Еще одним любимым занятием (как и у Байрона) была стрельба из пистолета в цель — у погреба за банькой. Дни за днями тянулись однообразно.
В Михайловском Пушкин ходил «по-народному» — в красной рубахе, подпоясанной кушаком, и с белой соломенной шляпой на голове. Ногти у него всегда были длинные, бакенбарды можно было принять за бороду. В таком «славянофильском» виде он появлялся на ярмарке у стен Святогорского монастыря, где всегда обращал на себя внимание.
В беловой рукописи уже упомянутой четвертой главы «Евгения Онегина» находится строфа, впоследствии выпущенная при печати:
Носил он русскую рубашку, Платок шелковый кушаком, Армяк татарский нараспашку И шляпу с кровлею, как дом Подвижный. Сим убором чудным Безнравственным и безрассудным, Была весьма огорчена Псковская дама Дурина, А с ней Мизинчиков. Евгений, Быть может, толки презирал, А вероятно их не знал, Но все ж своих обыкновений Не изменил в угоду им, За что был ближним нестерпим.
Хозяйственными заботами Пушкин себя не обременял, передоверив их няне Арине Родионовне и управляющему Михаилу Калашникову. По позднейшим воспоминаниям престарелых дворовых Михайловского он «в свое домашнее хозяйство не входил никогда, как будто это не его дело и не он хозяин… Ему было все равно, где находились его крепостные и дворовые крестьяне — на его работе или у себя в деревне» [12]. Именно тогда старушка няня стала для поэта «доброй подругой бедной юности». Он писал своему одесскому знакомцу Д. М. Шварцу 9 декабря 1824 года: «Уединение мое совершенно — праздность торжественна. Соседей около меня мало, я знаком только с одним семейством и то вижу его довольно редко — целый день верхом — вечером слушаю сказки моей няни, оригинала няни Татьяны… она единственная моя подруга — и с нею только мне не скучно» [13].

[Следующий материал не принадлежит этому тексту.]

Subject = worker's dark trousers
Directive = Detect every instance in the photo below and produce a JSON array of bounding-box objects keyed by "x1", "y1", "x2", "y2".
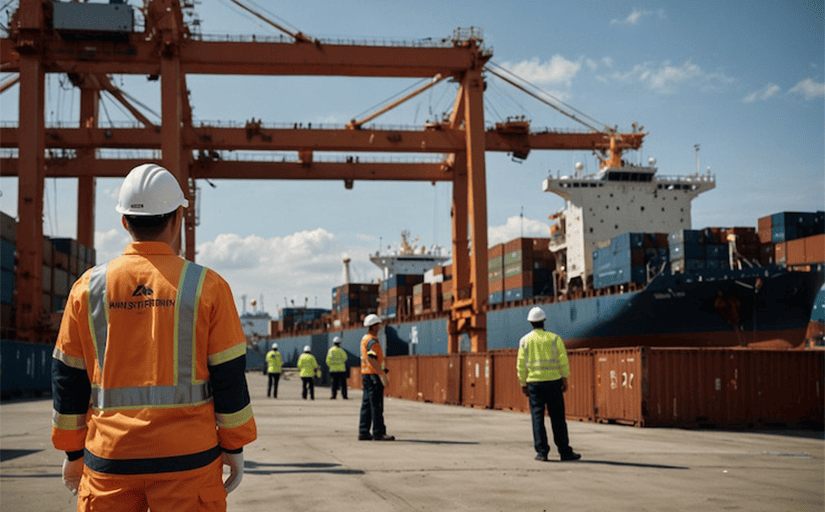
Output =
[
  {"x1": 301, "y1": 377, "x2": 315, "y2": 399},
  {"x1": 267, "y1": 372, "x2": 280, "y2": 398},
  {"x1": 527, "y1": 379, "x2": 573, "y2": 457},
  {"x1": 359, "y1": 374, "x2": 386, "y2": 437},
  {"x1": 330, "y1": 371, "x2": 348, "y2": 399}
]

Упомянутое единственное семейство, с которым Пушкин поддерживал близкие отношения, были Осиповы-Вульф из соседнего Тригорского. Оно состояло из недавно овдовевшей матери Прасковьи Александровны Осиповой (рожд. Вындомской, в первом браке Вульф) и восьми детей. Сама П. А. Осипова была в отдаленном родстве с матерью поэта; в то время ей было 43 года. Дети от брака с Осиповым были малолетними, и их можно не принимать во внимание. Помимо умной сердечной матери искренними друзьями Пушкина стали Алексей Вульф — студент Дерптского университета — и старшие дочери: Анна и Евпраксия. Они представляли собой противоположные женские типы, подобно Татьяне и Ольге Лариным. Анна была глубокой натурой, способной на самоотверженную любовь; образованная и остроумная, в разговоре она в первое время часто ставила в тупик поэта, также отличавшегося едким языком. Наоборот, Евпраксия была внешне легкомысленна, всегда весела и естественным образом становилась центром общества молодежи; этому способствовало и то, что она была хорошей музыкантшей, разыгрывавшей привезенные Пушкиным ноты Россини, и, кроме того, великолепно готовила жженку. Алексей (кажется, без больших оснований) считал себя прототипом Ленского. Прасковья Александровна чутко понимала душевное состояние Пушкина. В письме Жуковскому она обмолвилась, что Псковская губерния, по сути дела, ничем не лучше Сибири. Не удивительно, что изгнанник вскоре стал проводить в Тригорском все дни.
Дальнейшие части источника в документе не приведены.